Employee’s jury verdict of over $750,000 for retaliation affirmed

San Antonio Water System v. Debra Nicholas, 04-12-00442-CV (Tex. App. – San Antonio, October 23, 2013).

This is an employment retaliation case where Nicholas claimed she was terminated then not considered for reemployment after she opposed certain discriminatory practices. A jury returned a verdict (over $750,000) for Nicholas and SAWS appealed. The 4th Court of Appeals affirmed the jury verdict in this 34 page opinion.

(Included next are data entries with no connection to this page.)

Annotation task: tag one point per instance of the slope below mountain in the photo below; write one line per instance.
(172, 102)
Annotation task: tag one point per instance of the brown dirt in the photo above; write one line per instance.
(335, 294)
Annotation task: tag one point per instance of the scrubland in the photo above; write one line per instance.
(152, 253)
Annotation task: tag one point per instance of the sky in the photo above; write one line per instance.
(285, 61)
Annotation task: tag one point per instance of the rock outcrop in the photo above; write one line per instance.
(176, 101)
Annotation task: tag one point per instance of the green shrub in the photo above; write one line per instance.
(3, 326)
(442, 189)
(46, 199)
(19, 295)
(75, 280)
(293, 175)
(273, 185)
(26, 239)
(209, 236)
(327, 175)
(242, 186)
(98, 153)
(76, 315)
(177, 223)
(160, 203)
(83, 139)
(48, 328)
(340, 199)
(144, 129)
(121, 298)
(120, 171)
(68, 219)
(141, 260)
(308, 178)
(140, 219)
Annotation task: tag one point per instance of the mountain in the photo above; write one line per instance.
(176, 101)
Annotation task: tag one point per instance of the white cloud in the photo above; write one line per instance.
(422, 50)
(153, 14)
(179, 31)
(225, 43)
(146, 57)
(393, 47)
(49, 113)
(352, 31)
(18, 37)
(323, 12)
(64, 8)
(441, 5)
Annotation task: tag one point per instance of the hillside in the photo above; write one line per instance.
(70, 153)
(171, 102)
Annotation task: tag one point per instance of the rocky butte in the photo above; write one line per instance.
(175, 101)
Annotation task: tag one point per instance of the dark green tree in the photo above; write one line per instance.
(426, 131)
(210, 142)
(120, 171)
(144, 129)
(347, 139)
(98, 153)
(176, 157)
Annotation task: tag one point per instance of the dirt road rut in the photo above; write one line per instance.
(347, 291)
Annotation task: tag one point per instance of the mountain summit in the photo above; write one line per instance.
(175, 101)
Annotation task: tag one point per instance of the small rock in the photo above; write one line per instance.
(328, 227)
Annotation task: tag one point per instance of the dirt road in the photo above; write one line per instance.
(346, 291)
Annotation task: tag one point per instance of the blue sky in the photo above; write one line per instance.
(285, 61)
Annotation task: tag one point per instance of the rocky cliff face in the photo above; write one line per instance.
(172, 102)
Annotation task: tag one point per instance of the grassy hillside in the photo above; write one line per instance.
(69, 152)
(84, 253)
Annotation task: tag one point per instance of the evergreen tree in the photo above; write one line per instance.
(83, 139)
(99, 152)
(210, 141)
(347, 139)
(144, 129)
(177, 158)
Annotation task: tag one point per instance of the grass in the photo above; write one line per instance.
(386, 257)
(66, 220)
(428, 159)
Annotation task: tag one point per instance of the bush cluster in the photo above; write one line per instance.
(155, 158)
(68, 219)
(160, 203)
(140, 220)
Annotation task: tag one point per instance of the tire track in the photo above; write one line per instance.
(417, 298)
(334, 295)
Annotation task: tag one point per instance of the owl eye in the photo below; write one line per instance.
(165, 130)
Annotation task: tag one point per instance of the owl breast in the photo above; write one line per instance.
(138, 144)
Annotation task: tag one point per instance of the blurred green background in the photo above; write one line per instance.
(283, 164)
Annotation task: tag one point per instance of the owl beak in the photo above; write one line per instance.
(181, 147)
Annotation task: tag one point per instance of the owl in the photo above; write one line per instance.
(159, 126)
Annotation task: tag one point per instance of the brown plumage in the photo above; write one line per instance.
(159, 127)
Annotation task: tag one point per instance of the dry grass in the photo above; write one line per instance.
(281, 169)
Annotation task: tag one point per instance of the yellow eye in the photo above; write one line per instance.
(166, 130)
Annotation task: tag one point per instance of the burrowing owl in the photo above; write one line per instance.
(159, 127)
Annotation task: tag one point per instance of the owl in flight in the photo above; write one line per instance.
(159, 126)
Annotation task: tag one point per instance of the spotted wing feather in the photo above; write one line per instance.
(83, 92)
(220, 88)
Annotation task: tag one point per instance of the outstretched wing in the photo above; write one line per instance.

SAWS argued Nicholas failed to establish a “but for” causal link and for insufficiency of the evidence. Nicholas argued her prima facie case of retaliation creates a “legally mandatory inference of discrimination” that prevails unless SAWS produces a legally sufficient reason for her discharge. Nicholas argued that because SAWS provided only a generalized reason for her discharge—that her position was eliminated due to a company reorganization—it failed to rebut the presumption and, thus, the burden never shifted to her to show pretext or falsity.  The 4th Court disagreed with Nicholas’ reasoning (thank goodness) but affirmed on other grounds.

Instead of adopting Nicholas’ reasoning, the court cited precedent that when a case has been fully tried on the merits, the adequacy of a party’s showing at any particular stage of the McDonnell Douglas ritual is unimportant. The only analysis is to inquire whether the evidence is sufficient to support the jury’s ultimate finding.  Here, Nicholas need only show that she subjectively (that is, in good faith) believed her employer was engaged in unlawful employment practices, and her belief was objectively reasonable in light of the facts and record presented.  After going through the factual information presented to the jury (including a lengthy discussion of the 3 year lapse in time between protected activity and adverse action), the court determined the evidence was legally and factually sufficient to support the judgment.  SAWS also challenged the judgment based on the trial court’s refusal to cap damages at $300,000 (statutory cap based on number of employees).  Nicholas argued front pay was equitable and therefore not subject to the cap.  The Fourth Court agreed reasoning because front pay is an alternative to reinstatement, it is equitable in nature and not subject to the cap. As a result, the judgment is affirmed.